Future Domain moved from Tustin to Irvine, California, sometime around 1990. That year, Future Domain was ranked the 187th fastest-grown private company according to an Inc. survey. Around 40 percent of the company's clientele were overseas; this had the side-effect of cushioning the company amid the early 1990s recession. The company had a projected revenue of $15 million in 1992 and shipped 1.5 million SCSI host adapters by 1993. In early 1992, the company acquired Western Digital's SCSI host adapter patents, technologies, and trademarks for an undisclosed sum. As well, they inherited Western Digital's customer base and remaining inventory of SCSI products.

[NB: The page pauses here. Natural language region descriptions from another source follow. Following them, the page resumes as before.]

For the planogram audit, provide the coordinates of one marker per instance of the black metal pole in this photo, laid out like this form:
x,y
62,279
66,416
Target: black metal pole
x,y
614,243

In 1993, Future Domain entered a relationship with IBM to be their exclusive supplier of SCSI host adpater cards across their multimedia systems; they saw extensive use in IBM's PS/2, PS/1, and PS/ValuePoint lines. By the mid-1990s, Future Domain's SCSI host adapter chips were nearly ubiquitous among vendors of multimedia PCs and CD-ROM kits. Many vendors opted to package their wares with Future Domain's TMC-840 card, among their most inexpensive offerings but also antiquated and slow by the standards of the mid-1990s, owing to its 8-bit data path. In 1993, Future Domain began supplying their each of their cards with the PowerSCSI! driver utility (also available for free on their BBS). It was lauded for its ease of use, with Jan Smith of Computer Shopper writing that it "makes SCSI what the standard has always promised to be—a plug-and-play connection for a variety of PC peripherals".

In 1994, Future Domain led a consortium of companies including Western Digital, Seagate, and Sony, to develop ATA Software Programming Interface (ATASPI; not to be confused with ATAPI), a proposed API specification for Windows that aimed to extend Windows' file system support for EIDE drives to include parallel tape drives. The proposal fizzled after several years.

In July 1995, by which point the company had 77 permanent workers and 20 freelancers, Future Domain was acquired by its chief rival Adaptec for $25 million.